Ruddy’s face rushed into my mind, and I saw it, what I hadn’t seen all those years ago, as clear as the hidden image in an illusion once it's pointed out to you.
His eyes were solid black.
I took one look at the clearing, dropped to my knees, and puked.
In front of me was an old, decrepit barn, held up by rotting boards and tree branches that had breached the walls. A hay hook hung over the door, its claws threatening. The doors had long ago succumbed to the weight of gravity, the openings black chasms both beckoning me to enter and cautioning me to leave.
I knew what was waiting for me inside. The sour aftertaste of vomit threatened to make me sick again.
My body took small, hesitant steps forward, despite my internal pleas to run, run as far as I possibly could and forget I was ever here, forget that this place exists. It drew me in, step by step, even as my trembling muscles threatened to succumb to the earth’s pull.

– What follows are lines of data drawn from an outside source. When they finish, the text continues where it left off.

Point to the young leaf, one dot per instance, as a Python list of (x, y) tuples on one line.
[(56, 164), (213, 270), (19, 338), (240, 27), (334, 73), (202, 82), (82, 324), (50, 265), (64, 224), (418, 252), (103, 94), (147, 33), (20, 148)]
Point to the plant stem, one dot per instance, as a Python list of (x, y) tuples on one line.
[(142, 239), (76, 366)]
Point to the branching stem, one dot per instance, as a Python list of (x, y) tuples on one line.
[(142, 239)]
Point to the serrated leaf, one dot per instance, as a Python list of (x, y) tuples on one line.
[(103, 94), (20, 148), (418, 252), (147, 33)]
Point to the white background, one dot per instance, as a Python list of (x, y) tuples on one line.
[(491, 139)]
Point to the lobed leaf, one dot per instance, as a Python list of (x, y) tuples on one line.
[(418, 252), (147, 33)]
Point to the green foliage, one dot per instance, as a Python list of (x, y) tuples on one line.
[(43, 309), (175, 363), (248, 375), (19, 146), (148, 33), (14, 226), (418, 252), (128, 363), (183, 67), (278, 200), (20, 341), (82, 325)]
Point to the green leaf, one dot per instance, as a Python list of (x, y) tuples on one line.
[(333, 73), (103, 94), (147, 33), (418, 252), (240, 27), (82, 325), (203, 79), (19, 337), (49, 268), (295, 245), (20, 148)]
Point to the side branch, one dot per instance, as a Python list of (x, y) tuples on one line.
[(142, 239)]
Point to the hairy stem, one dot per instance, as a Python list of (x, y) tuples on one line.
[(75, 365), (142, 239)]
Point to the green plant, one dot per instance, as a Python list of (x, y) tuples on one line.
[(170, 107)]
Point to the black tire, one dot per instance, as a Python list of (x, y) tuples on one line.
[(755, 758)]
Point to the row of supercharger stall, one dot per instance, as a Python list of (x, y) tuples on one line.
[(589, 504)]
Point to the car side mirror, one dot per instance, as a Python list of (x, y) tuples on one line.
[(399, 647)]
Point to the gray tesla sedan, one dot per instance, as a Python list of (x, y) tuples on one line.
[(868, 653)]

As I crossed the threshold, shadows launched themselves at me and icy gusts of wind numbed my extremities until I could no longer feel myself shaking. An unholy sense of deja vu washed over me and I stared at the back wall, waiting for the letters that were already imprinted in my mind’s eye to take shape.
In dark, red liquid they appeared, dripping down the wall, sending cascades of cold, clammy sweat down my spine. And I knew, even before the blow came, that these were the last words I would ever read.